Kohli is now bigger than a cricketer, he has become a brand in himself, says Sajdeh. Following the Maggi controversy, Twitter was abuzz with talk about whether celebrities endorsing products should be responsible for the products’ quality. At Cornerstone, the team works closely with brands as well. According to Sajdeh, the controversy is unfairly skewed towards celebrities that endorse the product. “Our endorsement contracts with brands are very stringent. We have a very clear clause which indemnifies our celebrities and our athletes a 100 per cent from exactly such instances,” he says. “As a matter of fact after this whole controversy, we went back to our legal team and revisited our contracts to make sure that we were protected from all sides and we didn’t have to change a thing.
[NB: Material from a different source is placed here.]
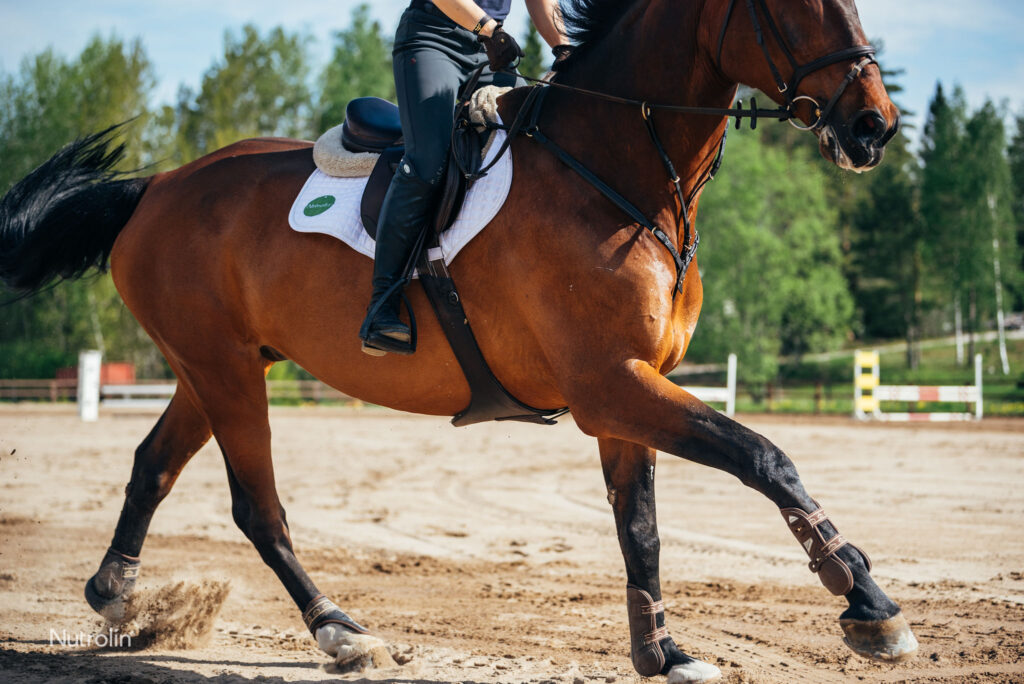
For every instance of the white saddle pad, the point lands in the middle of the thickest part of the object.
(331, 206)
So our athletes are very well-protected,” he said.

 

Sajdeh has signed a couple of young cricketers and is constantly on the hunt for new talent across all sports. “We are looking at a portfolio of another eight to 10 athletes who will be the next Virats and the next Rohits and the next Sanias of the world,” he adds. “And it’s for us to then replicate what we’ve done with the existing lot and learn from our mistakes, and do a better job with the next generation of athletes that give us the honour of working with them.” As for Cornerstone, Sajdeh says the company will certainly go on even after his top sportspersons retire.

 

In our fast-paced lives, even sport has moved to a fast-paced format. In cricket, the 50 overs game has gotten compressed to the 20 overs format, and has been readily accepted and followed with immense passion. Internationally as well, a majority of leagues which are multi-billion dollar properties, like the National Football League, ice-hockey, basketball, baseball,  are all multi-billion dollar events, but the duration of the games are all one-and-a-half to two hour, at best.  That’s all the time people have to dedicate to a sport they love. Sajdeh believes that sport has to keep up with changing times as well, “I think the move from 50 overs to a 20:20 game is easily understandable in our fast-paced lives,” he says. “Today if you ask any cricketer in the Indian team what they would rather play, forget the money and the fame, they would look at Test cricket. But watching a Test match means eight hours a day for five days. And when you have a series of three Test matches, nobody can devote that kind of time.”

 

Following the huge success of IPL, other leagues like the ISL and the PKL have emerged as well. While many argue that these have sort of stolen the thunder of the IPL, Sajdeh is all praise for them. “I think this is a very good thing. I’m sure all of these will coexist and will move ahead and be profitable in their respective spaces,” he says. “In the next three to five years, I see sport coming up and matching our entertainment industry in terms of market share.”